Create a "relation mapping" infrastructure to support changing the relfilenodes

of shared or nailed system catalogs. This has two key benefits: * The new CLUSTER-based VACUUM FULL can be applied safely to all catalogs. * We no longer have to use an unsafe reindex-in-place approach for reindexing shared catalogs. CLUSTER on nailed catalogs now works too, although I left it disabled on shared catalogs because the resulting pg_index.indisclustered update would only be visible in one database. Since reindexing shared system catalogs is now fully transactional and crash-safe, the former special cases in REINDEX behavior have been removed; shared catalogs are treated the same as non-shared. This commit does not do anything about the recently-discussed problem of deadlocks between VACUUM FULL/CLUSTER on a system catalog and other concurrent queries; will address that in a separate patch. As a stopgap, parallel_schedule has been tweaked to run vacuum.sql by itself, to avoid such failures during the regression tests.
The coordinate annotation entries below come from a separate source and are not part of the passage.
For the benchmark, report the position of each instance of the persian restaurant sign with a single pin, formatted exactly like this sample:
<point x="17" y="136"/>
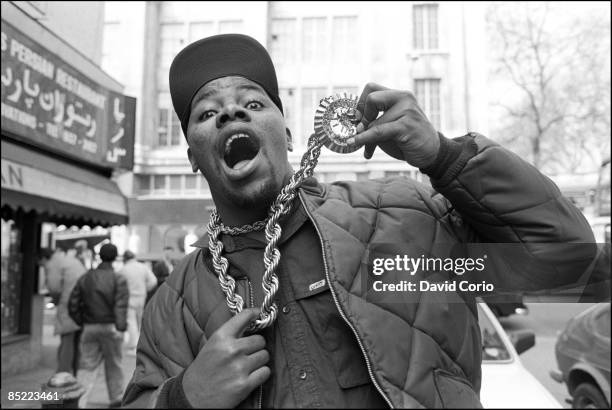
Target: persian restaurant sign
<point x="48" y="103"/>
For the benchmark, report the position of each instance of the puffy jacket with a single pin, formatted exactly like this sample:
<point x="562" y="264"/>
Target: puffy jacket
<point x="100" y="296"/>
<point x="420" y="353"/>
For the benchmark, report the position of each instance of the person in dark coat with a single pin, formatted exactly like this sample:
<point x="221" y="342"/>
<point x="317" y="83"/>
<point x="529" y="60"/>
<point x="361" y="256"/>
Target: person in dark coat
<point x="334" y="343"/>
<point x="99" y="302"/>
<point x="62" y="271"/>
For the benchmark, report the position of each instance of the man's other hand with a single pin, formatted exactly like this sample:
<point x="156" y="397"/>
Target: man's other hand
<point x="402" y="131"/>
<point x="229" y="367"/>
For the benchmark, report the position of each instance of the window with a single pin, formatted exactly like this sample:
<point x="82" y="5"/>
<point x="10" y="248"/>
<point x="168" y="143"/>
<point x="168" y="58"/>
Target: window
<point x="159" y="184"/>
<point x="287" y="96"/>
<point x="169" y="128"/>
<point x="344" y="39"/>
<point x="427" y="92"/>
<point x="171" y="41"/>
<point x="230" y="26"/>
<point x="282" y="40"/>
<point x="425" y="26"/>
<point x="175" y="184"/>
<point x="200" y="30"/>
<point x="311" y="97"/>
<point x="314" y="39"/>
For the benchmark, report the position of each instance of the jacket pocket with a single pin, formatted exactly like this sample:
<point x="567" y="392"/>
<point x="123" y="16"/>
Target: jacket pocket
<point x="454" y="391"/>
<point x="334" y="335"/>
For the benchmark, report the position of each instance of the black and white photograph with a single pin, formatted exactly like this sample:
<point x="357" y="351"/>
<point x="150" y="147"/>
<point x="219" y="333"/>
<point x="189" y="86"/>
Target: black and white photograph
<point x="305" y="204"/>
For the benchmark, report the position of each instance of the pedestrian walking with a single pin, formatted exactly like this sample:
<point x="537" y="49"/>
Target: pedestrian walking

author: Tom Lane <tgl@sss.pgh.pa.us> 2010-02-07 20:48:13 +0000
committer: Tom Lane <tgl@sss.pgh.pa.us> 2010-02-07 20:48:13 +0000
commit: b9b8831ad60f6e4bd580fe6dbe9749359298a3c4 (patch)
tree: af6948498f13a43edd982b05808ed89b5b8191ab /doc/src
parent: 7fc30c488fc6e9674564206193c29b1a657a818f (diff)
7 files changed, 117 insertions, 66 deletions
diff --git a/doc/src/sgml/catalogs.sgml b/doc/src/sgml/catalogs.sgml
index ef0a615bcc7..3503bc852cd 100644
--- a/doc/src/sgml/catalogs.sgml
+++ b/doc/src/sgml/catalogs.sgml
@@ -1,4 +1,4 @@
-<!-- $PostgreSQL: pgsql/doc/src/sgml/catalogs.sgml,v 2.220 2010/02/03 17:25:05 momjian Exp $ -->
+<!-- $PostgreSQL: pgsql/doc/src/sgml/catalogs.sgml,v 2.221 2010/02/07 20:48:09 tgl Exp $ -->
 <!--
  Documentation of the system catalogs, directed toward PostgreSQL developers
  -->
@@ -1473,7 +1473,9 @@
       <entry><structfield>relfilenode</structfield></entry>
       <entry><type>oid</type></entry>
       <entry></entry>
-      <entry>Name of the on-disk file of this relation; 0 if none</entry>
+      <entry>Name of the on-disk file of this relation; zero means this
+       is a <quote>mapped</> relation whose disk file name is determined
+       by low-level state</entry>
      </row>
 
      <row>
diff --git a/doc/src/sgml/diskusage.sgml b/doc/src/sgml/diskusage.sgml
index 67f50c5f097..aa64e4228e9 100644
--- a/doc/src/sgml/diskusage.sgml
+++ b/doc/src/sgml/diskusage.sgml
@@ -1,4 +1,4 @@
-<!-- $PostgreSQL: pgsql/doc/src/sgml/diskusage.sgml,v 1.19 2010/02/03 17:25:05 momjian Exp $ -->
+<!-- $PostgreSQL: pgsql/doc/src/sgml/diskusage.sgml,v 1.20 2010/02/07 20:48:09 tgl Exp $ -->
 
 <chapter id="diskusage">
  <title>Monitoring Disk Usage</title>
@@ -29,30 +29,31 @@
   </para>
 
   <para>
-   You can monitor disk space three ways:  using
-   SQL functions listed in <xref linkend="functions-admin-dbsize">,
-   using <command>VACUUM</> information, and from the command line 
-   using the tools in <filename>contrib/oid2name</>.  The SQL functions
-   are the easiest to use and report information about tables, tables with
-   indexes and long value storage (TOAST), databases, and tablespaces.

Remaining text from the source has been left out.